御代替わりにあたり 「時の力」としての改元を寿ぐ 埼玉大学名誉教授・長谷川三千子

御殿山トラストシティーに並ぶ「令和」をはじめとした元号の提灯=1日、東京都品川区(桐山弘太撮影)
御殿山トラストシティーに並ぶ「令和」をはじめとした元号の提灯=1日、東京都品川区(桐山弘太撮影)

 ≪元号の意義を根本から考える

 本年3月21日付の朝日新聞朝刊に「『改元』を考える」と銘打った、なかなか野心的な社説が載っていました。世の中は「平成最後」だの「平成30年間」だのと騒いでいるが、「でも、ちょっと立ち止まって考えてみたい。『平成』といった元号による時の区切りに、どんな意味があるのだろうか。そもそも時とはいったい何なのか」-この社説はそう問いかけています。たしかに、元号というものの意義を根本から考えてみるのに、今はまたとない機会だと言えるでしょう。

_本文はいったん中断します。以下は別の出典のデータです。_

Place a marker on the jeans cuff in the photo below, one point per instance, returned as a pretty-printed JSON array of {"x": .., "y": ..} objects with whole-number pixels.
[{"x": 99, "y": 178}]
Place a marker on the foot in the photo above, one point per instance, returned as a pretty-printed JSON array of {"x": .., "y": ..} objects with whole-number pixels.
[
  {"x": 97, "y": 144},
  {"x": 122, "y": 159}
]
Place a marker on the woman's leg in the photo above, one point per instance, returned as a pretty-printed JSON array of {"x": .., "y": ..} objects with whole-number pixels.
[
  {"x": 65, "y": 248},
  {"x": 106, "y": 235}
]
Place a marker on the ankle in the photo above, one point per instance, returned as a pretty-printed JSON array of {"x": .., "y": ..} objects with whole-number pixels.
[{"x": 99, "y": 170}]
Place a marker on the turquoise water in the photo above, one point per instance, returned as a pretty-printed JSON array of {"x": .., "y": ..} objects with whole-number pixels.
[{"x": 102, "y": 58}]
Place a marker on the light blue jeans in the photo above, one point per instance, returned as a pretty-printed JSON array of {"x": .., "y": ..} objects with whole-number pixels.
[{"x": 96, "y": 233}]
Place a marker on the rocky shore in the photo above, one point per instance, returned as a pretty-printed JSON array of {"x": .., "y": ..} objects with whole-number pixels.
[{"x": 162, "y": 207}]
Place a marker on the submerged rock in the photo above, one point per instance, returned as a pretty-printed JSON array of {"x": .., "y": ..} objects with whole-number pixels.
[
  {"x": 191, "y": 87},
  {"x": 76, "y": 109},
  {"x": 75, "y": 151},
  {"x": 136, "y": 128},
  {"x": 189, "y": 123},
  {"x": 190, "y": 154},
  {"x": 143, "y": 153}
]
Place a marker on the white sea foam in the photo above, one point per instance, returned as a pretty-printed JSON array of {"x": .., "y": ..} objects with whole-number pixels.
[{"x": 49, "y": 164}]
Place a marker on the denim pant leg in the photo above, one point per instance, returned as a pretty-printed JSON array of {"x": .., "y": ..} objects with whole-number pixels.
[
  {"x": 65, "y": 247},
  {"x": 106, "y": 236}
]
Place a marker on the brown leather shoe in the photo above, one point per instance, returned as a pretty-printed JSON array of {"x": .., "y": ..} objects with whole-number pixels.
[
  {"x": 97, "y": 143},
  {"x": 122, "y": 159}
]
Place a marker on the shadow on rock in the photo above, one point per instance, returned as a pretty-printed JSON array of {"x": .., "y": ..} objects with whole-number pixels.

 それにしても、これは野心的な問いかけです。「そもそも時とはいったい何なのか」-これを問われないうちは知っている(と思っている)が、問われると知らない(ことが明らかになってしまう)と中世の教父哲学者アウグスティヌスは告白しています。実際、これは今なお哲学者たちを悩ませている難問なのです。